Spectrum

Ein Kärntner Zustand

Vogelschwarz und rostiges Rot: Rosi war kein Herrgottskind.

Weiße Leinwände sind die tödlichsten. Weiße Leinwände sind so tödlich wie ein weißes Loch, in das man fällt und nicht mehr hochkommt. Der Kärntner Zustand ist so eine weiße Leinwand, so ein weißes Loch, in das man fällt und nicht mehr hochkommt. Sie erlauben mir den ausschweifenden Vergleich, aber alles in diesem Loch ist weiß wie auch alles am Kärntner Zustand weiß ist, ohne Farbe ist. Alles ist weiß, und deshalb sind dieses Loch und dieses Weiß darin tödlich, und der Tod würde einem aus diesem Weiß sofort an die Gurgel springen, wenn man ihn ließe. Deshalb fahre ich mit Schwarz fort. Vogelschwarz, wie der Zweijährige einmal sagte, oder schwarz wie die Nacht.

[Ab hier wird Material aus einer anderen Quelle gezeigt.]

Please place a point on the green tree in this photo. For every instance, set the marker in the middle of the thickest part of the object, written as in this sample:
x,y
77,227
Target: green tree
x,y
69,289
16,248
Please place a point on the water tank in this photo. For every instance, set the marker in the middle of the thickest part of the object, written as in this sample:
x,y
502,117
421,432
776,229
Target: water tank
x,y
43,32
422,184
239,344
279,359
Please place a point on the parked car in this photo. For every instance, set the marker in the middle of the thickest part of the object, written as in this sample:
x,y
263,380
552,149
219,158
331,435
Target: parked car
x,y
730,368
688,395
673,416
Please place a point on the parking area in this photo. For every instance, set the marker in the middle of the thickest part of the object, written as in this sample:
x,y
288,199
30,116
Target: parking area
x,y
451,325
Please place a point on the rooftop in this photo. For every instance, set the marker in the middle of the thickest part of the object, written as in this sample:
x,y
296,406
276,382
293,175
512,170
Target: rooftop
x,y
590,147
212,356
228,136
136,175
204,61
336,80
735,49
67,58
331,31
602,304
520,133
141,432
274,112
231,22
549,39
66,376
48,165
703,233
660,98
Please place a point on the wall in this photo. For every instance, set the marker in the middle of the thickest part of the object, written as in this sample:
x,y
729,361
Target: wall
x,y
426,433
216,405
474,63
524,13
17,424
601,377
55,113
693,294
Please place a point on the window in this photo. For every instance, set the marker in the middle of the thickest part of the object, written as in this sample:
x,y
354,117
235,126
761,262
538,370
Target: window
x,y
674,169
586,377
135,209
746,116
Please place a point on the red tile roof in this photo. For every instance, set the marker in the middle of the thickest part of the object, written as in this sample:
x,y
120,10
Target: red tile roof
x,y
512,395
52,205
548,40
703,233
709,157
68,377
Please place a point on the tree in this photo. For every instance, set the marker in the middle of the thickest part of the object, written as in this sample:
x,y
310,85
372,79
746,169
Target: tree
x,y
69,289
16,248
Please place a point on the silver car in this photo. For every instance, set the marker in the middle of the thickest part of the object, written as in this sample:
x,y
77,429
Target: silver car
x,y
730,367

Die Gegenüberstellung von Schwarz und Nacht war wie das Blut, das Rosi jeden Monat verlor. Das Blut, das nach Rost roch und wie Rost schmeckte. Jeden Monat rostete Rosis Körper von innen heraus, und wenn es ein, zwei Tage vor der Menstruation im Unterleib zu schmerzen begann, kaufte Rosi Damenbinden ein, immer die dicksten. Besonders unangenehm war ihr die Menstruation im Sommer, wenn sie in dünnen kurzen Hosen ging und sich die dicke Damenbinde unter der dünnen kurzen Hose abzeichnete und manchmal verrutschte, weil die dicke Damenbinde am Stoff nicht kleben blieb. Tampons durfte Rosi keine verwenden. Sie musste sich die dicksten Damenbinden in die Unterhose legen, um ihre Jungfräulichkeit nicht zu verlieren. Mit einem Tampon hätte sie diese verletzen können. Ihre Eltern waren da sehr streng, ihre Eltern waren überhaupt sehr strenge Menschen, ihre Eltern waren sehr gläubige Menschen, sehr katholische Menschen, und der Herrgott und der Herrgottswinkel waren lebenswichtig, und dieses Lebenswichtige wollten sie an Rosi und die anderen weitergeben. Rosi war nicht ihre einzige Tochter, Töchter mussten erzogen werden, fürs Leben, für die Ehe.